|My current weight as of 9/12/2016. Btw, excuse my ashy feet!|
I have been overweight since I was 8. I've already mentioned that in an earlier post, so you can read all about that. I am turning over a new leaf, and I'm being very transparent about my life, because quite frankly, I have nothing to hide! I mean nothing. I want everyone to see inside my life-- the ups and the downs and the in between. I no longer care about the judgment of others. If you want to judge me, speak terribly of me, or anything with malicious intent, I don't care. Do what you must!

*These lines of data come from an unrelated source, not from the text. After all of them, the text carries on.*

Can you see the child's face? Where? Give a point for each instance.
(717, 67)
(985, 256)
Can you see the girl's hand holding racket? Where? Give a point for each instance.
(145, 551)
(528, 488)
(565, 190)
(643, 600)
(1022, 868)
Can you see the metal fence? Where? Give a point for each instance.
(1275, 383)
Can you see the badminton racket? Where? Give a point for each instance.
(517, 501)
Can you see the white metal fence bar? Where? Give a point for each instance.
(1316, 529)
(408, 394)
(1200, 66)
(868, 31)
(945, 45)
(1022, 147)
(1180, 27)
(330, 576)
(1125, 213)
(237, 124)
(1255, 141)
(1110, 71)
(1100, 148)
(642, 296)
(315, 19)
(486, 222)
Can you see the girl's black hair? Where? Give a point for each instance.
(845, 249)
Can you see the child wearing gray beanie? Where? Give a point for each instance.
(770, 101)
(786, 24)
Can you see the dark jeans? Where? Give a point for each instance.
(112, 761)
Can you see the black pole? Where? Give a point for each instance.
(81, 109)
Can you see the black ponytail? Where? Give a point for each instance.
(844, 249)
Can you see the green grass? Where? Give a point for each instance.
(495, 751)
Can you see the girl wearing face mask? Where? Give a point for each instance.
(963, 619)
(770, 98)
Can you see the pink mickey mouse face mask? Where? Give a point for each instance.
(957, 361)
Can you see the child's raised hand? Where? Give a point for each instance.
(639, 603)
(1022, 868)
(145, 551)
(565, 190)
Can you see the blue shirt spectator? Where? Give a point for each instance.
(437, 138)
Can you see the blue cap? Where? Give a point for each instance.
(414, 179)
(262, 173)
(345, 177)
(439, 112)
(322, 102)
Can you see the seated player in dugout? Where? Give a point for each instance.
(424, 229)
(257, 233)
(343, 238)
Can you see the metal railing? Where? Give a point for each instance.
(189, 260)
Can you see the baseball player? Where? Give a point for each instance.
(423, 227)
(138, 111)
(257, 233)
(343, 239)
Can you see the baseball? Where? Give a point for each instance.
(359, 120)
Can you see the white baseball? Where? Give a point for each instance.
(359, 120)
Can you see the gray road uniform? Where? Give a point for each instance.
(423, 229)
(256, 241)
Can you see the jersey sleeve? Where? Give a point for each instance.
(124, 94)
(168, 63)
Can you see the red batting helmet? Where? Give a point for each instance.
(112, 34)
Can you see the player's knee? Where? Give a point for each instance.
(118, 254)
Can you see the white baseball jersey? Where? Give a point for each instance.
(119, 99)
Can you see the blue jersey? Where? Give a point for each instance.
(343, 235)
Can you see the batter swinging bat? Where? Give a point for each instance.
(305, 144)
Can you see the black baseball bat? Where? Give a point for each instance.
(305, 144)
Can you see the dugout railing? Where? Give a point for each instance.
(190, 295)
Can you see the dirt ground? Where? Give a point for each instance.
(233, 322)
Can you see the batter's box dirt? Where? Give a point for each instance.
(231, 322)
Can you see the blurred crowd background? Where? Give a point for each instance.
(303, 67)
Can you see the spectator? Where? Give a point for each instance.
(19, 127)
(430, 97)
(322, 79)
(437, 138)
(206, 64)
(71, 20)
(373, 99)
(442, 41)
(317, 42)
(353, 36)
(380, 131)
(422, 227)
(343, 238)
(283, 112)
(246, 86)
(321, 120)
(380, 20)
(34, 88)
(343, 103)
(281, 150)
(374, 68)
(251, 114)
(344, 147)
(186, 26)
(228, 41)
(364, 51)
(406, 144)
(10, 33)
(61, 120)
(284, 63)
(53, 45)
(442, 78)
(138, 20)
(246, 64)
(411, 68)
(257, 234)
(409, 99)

Anyway, I have never been completely honest with anyone about my weight, because being fat is shameful, and you go to Hell for it! No way, I'm totally joking about it being shameful and the Hell part LOL! Sadly, that's exactly how some people treat those who carry extra weight with them. It's like leprosy or something. I guess I need to start declaring that I'm fat when I walk in a room, so people can put their gas masks on. Okay! Okay! I'm SUPER EXTRA for this, but it's okay. I love to laugh and find humor in things.
My weight is not causing me not to love myself. Let's get that straight. I love me so Brittany! I am working to lose weight, because the weight is emotional baggage that I have carried for almost 17 years. I need set myself free from this. I am to fantastic to allow one area in my life to hold me down when the rest of me is free!! I am not saying that having extra weight is emotional baggage for everyone else who carries extra weight. I am saying this for me, because it's a fact of my life. Don't go writing theories based on what I'm saying, because I will go ahead and tell you that this is not a credible source for a paper.
I stepped on the scale, and I gained all the weight that I lost back. This will not break me though. I'll be 25 next week, so in honor of this Blessed Occassion, I'm going to set a goal for myself. My goal is to lose 75 lbs by September 2017. Trust me, I can stand to lose 75 lbs. I'm so excited for this change. Thanks love muffins!
Stay Healthy! Stay Happy! Stay Beautiful!